If the role of the CAATs in an integrated baccalaureate nursing program is looked upon as merely that of subcontractor responding to the purchase orders of universities, then not only will the CAATs be disempowered in this area of education, but the integrated program concept will likely fail. For this initiative to be successful, the CAAT nursing community must be given the status of full partner in the design, planning, delivery, and supervision of the integrated nursing program. Within that partnership, each sector would, as both the JNAP and PSC documents say, contribute from its respective areas of strength.

If some are concerned that such a partnership would limit the autonomy of the university, they should remember that the one area in which the autonomy of Ontario universities has always been considerably limited in that of professional programs, particularly in the health sciences. Such limitation on a university's autonomy as might result from genuine collaboration with CAAT sector institutions would be no different in principle from that which is already accepted in regard to collaboration with other universities, for example in regard to provincial review of graduate programs.

Vision 2000 and the Task Force on Advanced Training offered two types of recommendations for closer relationships between CAATs and universities. That involving a reduction of barriers for the student who wishes to transfer to a university after attending a CAAT is the less ambitious of the two, and it appears that considerable advances are being made in this respect across the postsecondary system.

The other type of relationship involves creating the opportunity for students to combine studies in a CAAT with studies in a university in such a way that studies in both sectors mesh together in a coherent manner appropriate for the awarding of a degree. Among other rationales for this proposal-which are detailed in these two reports-it was suggested that this might be the most effective way to implement polytechnic education in Ontario.

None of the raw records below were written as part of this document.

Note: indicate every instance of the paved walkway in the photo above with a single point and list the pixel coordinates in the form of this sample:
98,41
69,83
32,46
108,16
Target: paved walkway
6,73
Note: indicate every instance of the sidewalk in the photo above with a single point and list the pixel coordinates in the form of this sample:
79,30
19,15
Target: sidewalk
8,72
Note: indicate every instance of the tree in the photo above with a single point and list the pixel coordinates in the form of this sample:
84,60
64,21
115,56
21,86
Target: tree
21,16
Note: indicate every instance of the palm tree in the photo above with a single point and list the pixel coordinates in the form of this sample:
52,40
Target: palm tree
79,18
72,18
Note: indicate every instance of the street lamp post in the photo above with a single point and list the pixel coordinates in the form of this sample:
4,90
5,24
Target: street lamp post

Thus far, there have been no moves toward the second type of CAAT-university collaboration except for the attention which the integrated program concept has been receiving among nursing educators. If any progress is to be made generally in regard to these recommendations of Vision 2000 and the Task Force on Advanced Training, there is no better place to start than in the field of nursing.

References

ACAATO. [1993, May]. Postsecondary Programs. College-University/Institute Transfer Guide: Draft. Toronto: Association of Colleges of Applied Arts and Technology in Ontario.

Marshall, Robert Alexander. [1989]. College-University Transfer Arrangement Existing in Ontario (Questionnaire Results). A Background paper prepared for Vision 2000. Toronto: Ontario Council of Regents.

Joint Nursing Articulation Project. [1993, August]. Green Paper. Sudbury: School of Nursing, Laurentian University.

Joint Nursing Articulation Project. [1994, March]. The Report.

OCUA. [1993, September]. Nineteenth Annual Report, 1992-93. Toronto: Ontario Council on University Affairs.

Ontario. [1990]. Vision 2000: Quality and Opportunity. Toronto: Ministry of Colleges and Universities.

Ontario. [1993, April]. No Dead Ends. Toronto: Task Force on Advanced Training.

Provincial Steering Committee. [1994, February]. Education of the Nurse of the Future. Position Statement by the Provincial Steering Committee of the Colleges of Applied Arts and Technology Nursing Programs and the Council of Ontario University Programs in Nursing.


Michael L. Skolnik is a Professor in the Higher Education Group at the Ontario Institute for Studies in Education. This article builds upon a previous paper which was widely circulated, entitled “Some Unthinkable Options for Implementing the Entry to Practice Proposal for Nursing in Ontario - A View from Outside the Profession.” Toronto: Higher Education Group, OISE, November, 1988.